Can China’s economic policy makers maneuver their way out of this one? Let’s see: there’s a property bubble that’s beginning to deflate, a construction boom that’s now going in reverse and a financial system that’s riddled with bad debts. Oh, and the air is still really dirty.
On the bright side, though, Cirque du Soleil and Segway are coming to China. With the success of the new Asian Infrastructure Investment Bank, the country has established itself as a global economic leader. And the Shanghai Composite Index has more than doubled during the past nine months.
The outside world has a hard time fitting all this evidence together into a coherent picture. Is the stock boom a sign of hope, or a policy-driven bubble? How about that bond default today by state-owned Baoding Tianwei Group -- is it an indication of new financial maturity or the beginning of a great unraveling? Is the slowdown in construction, however scary for the world’s metal producers, a welcome signal that the economy is moving away from its dependence on exports and infrastructure to more sustainable consumer-driven growth?
The common thread here is the Chinese government using every tool it has to keep its long growth run going. As the U.S. and the U.K. grew into industrial powers in the 19th century, they were tripped up every 10 to 20 years by financial crises and economic depressions. Measuring from December 1978, when the Chinese Communist Party “shifted its center of gravity from propagandizing class struggle and organizing political campaigns to economic construction,” China is now in its 37th straight year of economic expansion.
That quote is from a new biography of Deng Xiaoping by historians Alexander V. Pantsov and Steven I. Levine. I’ve just been reading the chapter about Deng’s 1977-78 battle with the charmingly named but otherwise not so great Whateverists, which set the course that China more or less still follows. In the months after founding father Mao Zedong’s death in September 1976, the Whateverist motto was:
We will resolutely defend whatever political decisions were taken by Chairman Mao; we will unwaveringly follow whatever directives were issued by Chairman Mao.
Mao’s handpicked successor, Hua Guofeng, defended these “two whatevers” even as he tried to tweak some of Mao’s decisions and directives. Deng, just rehabilitated after a year on the political outs, saw this as a disastrous approach to governing, given how often Mao had changed his mind and contradicted himself. He dug up an old Mao slogan to back himself up: “Seek truth from facts.” He then endorsed a polemic by several party intellectuals titled “Practice is the Sole Criterion of Truth” that pushed the two whatevers aside as the party’s guiding line.

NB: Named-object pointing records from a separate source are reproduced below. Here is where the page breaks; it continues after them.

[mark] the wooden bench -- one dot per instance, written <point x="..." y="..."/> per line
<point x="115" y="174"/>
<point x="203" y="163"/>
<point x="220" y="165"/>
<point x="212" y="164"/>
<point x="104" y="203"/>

With that, China adopted a radically pragmatic approach to governing. If something resulted in economic growth, it was a good policy. The only real limit was that the supremacy of the Communist Party could not be challenged, but for most of the past 37 years that has seemed more a feature than a bug. China’s strange blend of Communist-Party corporatism, Keynesian macroeconomics and Schumpeterian entrepreneurialism has delivered spectacular improvements in living standards and similar gains in national clout.
But still, can a country keep that going uninterrupted for four decades? Is that even a good idea? It feels like the Chinese Communist Party has gotten itself into a position where it can’t even ask those questions. Delivering steady economic growth has become the key source of its legitimacy, so it will keep doing whatever it can to deliver. And, given how painful an outright Chinese recession would be for the sputtering global economy right now, we’re kind of stuck with rooting for it to succeed.